Liest sich, als wären dort auch in den Ingenieurstudiengängen über die Hälfte der Studenten weiblich. Und als würden die dort auch geschlechtsspezifisch unterschiedliche Anforderungen und Zugangshürden haben, wie neulich in Wien. Nur eben andersherum, dort zugunsten von Männern. Folglich müsste der Frauenanteil noch deutlich höher sein, wenn sie die gleichen Anforderungen stellten.

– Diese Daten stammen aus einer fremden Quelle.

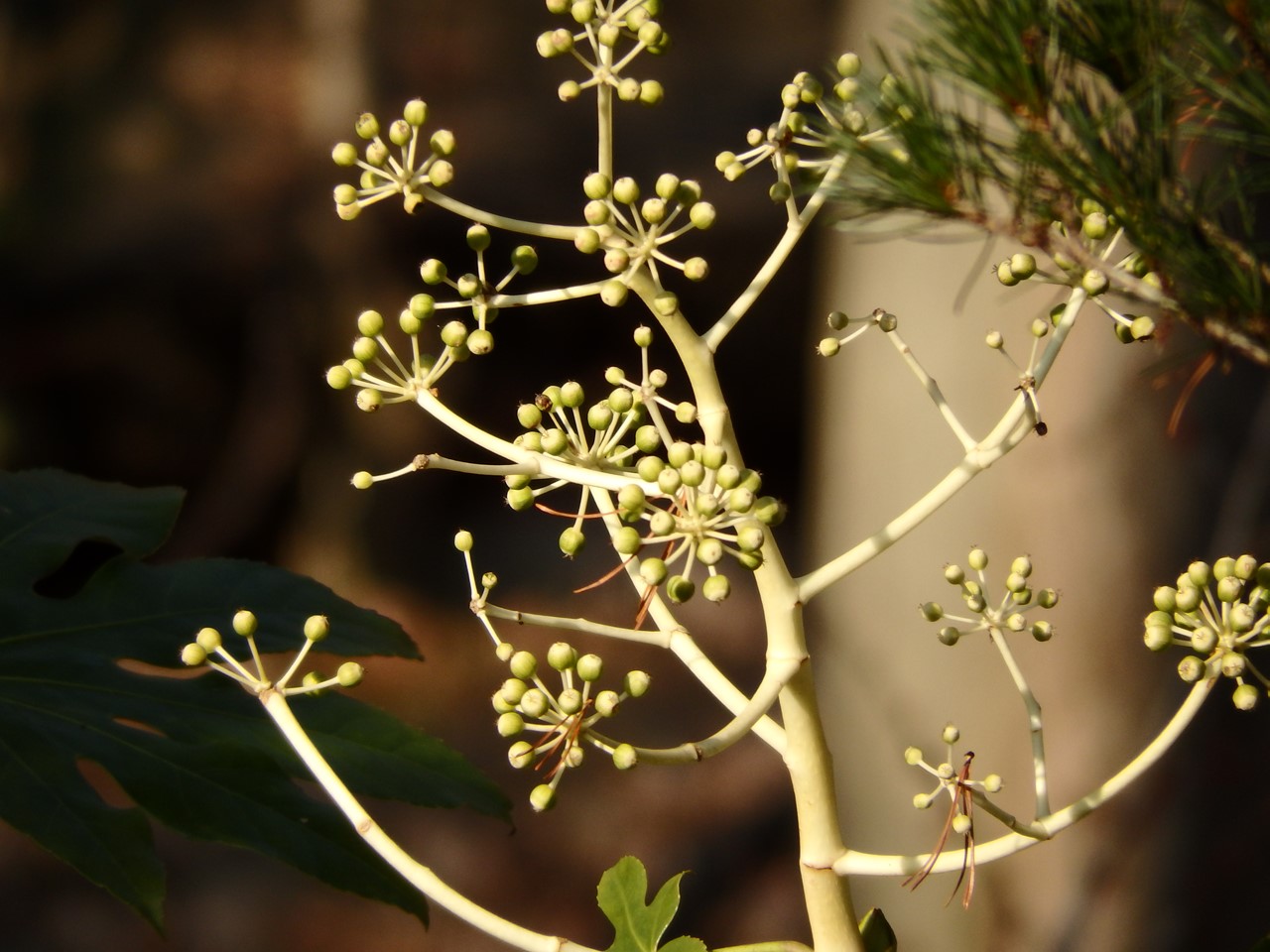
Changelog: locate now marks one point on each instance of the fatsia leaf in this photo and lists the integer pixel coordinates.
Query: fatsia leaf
(90, 673)
(639, 928)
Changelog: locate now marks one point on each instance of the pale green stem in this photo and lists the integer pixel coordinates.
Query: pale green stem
(794, 231)
(409, 869)
(933, 390)
(776, 675)
(1034, 722)
(538, 463)
(1014, 426)
(852, 864)
(558, 232)
(807, 754)
(604, 116)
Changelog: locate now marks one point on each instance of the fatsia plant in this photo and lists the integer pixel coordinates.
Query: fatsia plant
(647, 463)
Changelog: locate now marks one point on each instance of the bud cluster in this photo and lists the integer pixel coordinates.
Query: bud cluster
(208, 645)
(613, 33)
(685, 499)
(1097, 234)
(564, 720)
(1007, 613)
(386, 173)
(837, 320)
(382, 376)
(1219, 612)
(811, 118)
(949, 778)
(633, 230)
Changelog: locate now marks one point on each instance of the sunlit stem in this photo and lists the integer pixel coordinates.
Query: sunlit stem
(1034, 722)
(414, 873)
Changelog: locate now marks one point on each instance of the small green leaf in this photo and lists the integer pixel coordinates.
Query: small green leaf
(876, 932)
(639, 928)
(79, 611)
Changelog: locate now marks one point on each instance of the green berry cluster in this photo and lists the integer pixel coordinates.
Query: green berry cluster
(1007, 613)
(685, 499)
(563, 720)
(949, 778)
(381, 376)
(811, 118)
(1097, 232)
(604, 36)
(837, 320)
(1219, 612)
(633, 230)
(407, 172)
(208, 649)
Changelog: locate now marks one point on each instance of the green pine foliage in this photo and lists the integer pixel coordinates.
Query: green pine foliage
(1012, 114)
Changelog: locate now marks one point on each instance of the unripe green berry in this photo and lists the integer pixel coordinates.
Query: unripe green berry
(589, 667)
(613, 293)
(443, 143)
(441, 173)
(697, 270)
(543, 797)
(367, 126)
(244, 622)
(1228, 589)
(636, 683)
(480, 341)
(338, 377)
(1095, 226)
(534, 702)
(1166, 598)
(1246, 697)
(562, 655)
(317, 627)
(344, 154)
(715, 588)
(522, 665)
(1157, 638)
(572, 540)
(625, 190)
(521, 754)
(570, 701)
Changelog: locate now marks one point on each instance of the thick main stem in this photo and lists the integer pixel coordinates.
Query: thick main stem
(830, 915)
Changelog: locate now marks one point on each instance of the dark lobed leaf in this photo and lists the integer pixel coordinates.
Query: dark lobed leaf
(197, 754)
(639, 928)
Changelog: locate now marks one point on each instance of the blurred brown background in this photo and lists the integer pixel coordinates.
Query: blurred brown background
(177, 281)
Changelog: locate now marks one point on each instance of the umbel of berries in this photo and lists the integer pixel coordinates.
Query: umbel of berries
(554, 726)
(1218, 613)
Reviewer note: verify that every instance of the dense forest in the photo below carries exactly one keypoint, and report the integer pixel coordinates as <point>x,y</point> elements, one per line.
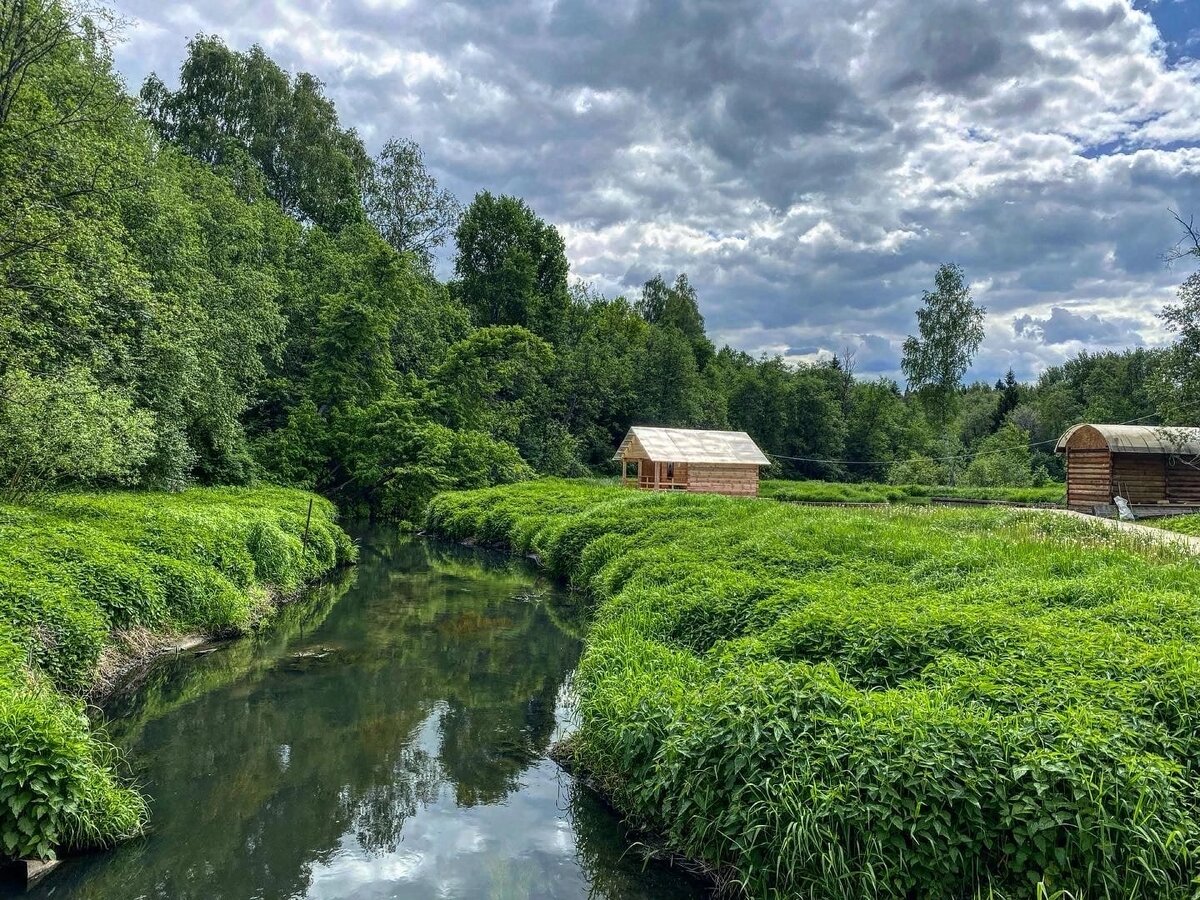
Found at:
<point>217,283</point>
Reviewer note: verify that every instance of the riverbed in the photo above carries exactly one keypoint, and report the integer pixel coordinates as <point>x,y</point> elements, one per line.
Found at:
<point>387,738</point>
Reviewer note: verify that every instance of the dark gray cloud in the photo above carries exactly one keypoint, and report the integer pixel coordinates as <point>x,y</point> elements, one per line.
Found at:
<point>807,162</point>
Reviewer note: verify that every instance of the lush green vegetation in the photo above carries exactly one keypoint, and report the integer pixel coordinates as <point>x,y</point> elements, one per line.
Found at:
<point>873,492</point>
<point>900,702</point>
<point>78,571</point>
<point>1183,525</point>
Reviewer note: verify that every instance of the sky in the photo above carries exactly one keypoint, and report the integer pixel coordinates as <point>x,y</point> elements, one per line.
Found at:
<point>808,163</point>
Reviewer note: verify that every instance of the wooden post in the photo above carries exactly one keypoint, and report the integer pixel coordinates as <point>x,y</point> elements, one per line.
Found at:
<point>304,541</point>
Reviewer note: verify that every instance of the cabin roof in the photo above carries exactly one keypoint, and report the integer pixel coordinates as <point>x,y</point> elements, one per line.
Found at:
<point>690,445</point>
<point>1137,438</point>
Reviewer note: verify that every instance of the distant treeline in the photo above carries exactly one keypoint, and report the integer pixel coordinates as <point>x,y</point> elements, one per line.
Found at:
<point>217,283</point>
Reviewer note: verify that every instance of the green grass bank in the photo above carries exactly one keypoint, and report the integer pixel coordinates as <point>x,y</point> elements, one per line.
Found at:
<point>900,702</point>
<point>876,492</point>
<point>81,574</point>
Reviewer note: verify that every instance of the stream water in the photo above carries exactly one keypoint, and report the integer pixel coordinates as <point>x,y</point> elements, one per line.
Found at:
<point>387,738</point>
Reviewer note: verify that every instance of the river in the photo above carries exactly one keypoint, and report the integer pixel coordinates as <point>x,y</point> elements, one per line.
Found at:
<point>385,738</point>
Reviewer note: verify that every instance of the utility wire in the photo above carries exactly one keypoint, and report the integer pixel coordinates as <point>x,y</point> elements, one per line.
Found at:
<point>937,459</point>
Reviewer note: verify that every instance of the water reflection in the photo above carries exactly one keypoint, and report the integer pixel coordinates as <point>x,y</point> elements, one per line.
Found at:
<point>388,739</point>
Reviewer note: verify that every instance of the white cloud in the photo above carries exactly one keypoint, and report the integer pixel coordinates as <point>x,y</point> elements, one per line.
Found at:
<point>808,163</point>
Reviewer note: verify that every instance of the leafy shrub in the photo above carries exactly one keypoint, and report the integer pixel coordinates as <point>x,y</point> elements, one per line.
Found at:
<point>79,567</point>
<point>67,429</point>
<point>1002,460</point>
<point>916,471</point>
<point>898,702</point>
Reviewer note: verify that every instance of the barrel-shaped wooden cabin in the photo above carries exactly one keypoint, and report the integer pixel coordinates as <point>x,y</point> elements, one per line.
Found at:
<point>691,460</point>
<point>1156,468</point>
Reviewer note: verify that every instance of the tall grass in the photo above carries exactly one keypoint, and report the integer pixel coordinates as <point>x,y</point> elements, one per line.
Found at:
<point>76,570</point>
<point>875,492</point>
<point>898,702</point>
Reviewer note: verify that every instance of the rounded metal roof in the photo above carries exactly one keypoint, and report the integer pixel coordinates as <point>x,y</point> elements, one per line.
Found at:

Warum interessieren sich im Irak so viel mehr Frauen für Ingenieurstudiengänge als bei uns (falls das stimmt, was die da schrieb)? Und das, obwohl der Irak und der Islam ja nicht gerade in dem Ruf stehen, die Gleichberechtigung und Bildung der Frau zu fördern. Irgendwo habe ich mal die These gelesen, dass der Frauenanteil in den technischen Studiengängen umso niedriger wäre, je freiheitlicher, moderner und sozialer ein Staat sei.
6 Kommentare (RSS-Feed)
“Irgendwo habe ich mal die These gelesen, dass der Frauenanteil in den technischen Studiengängen umso niedriger wäre, je freiheitlicher, moderner und sozialer ein Staat sei.”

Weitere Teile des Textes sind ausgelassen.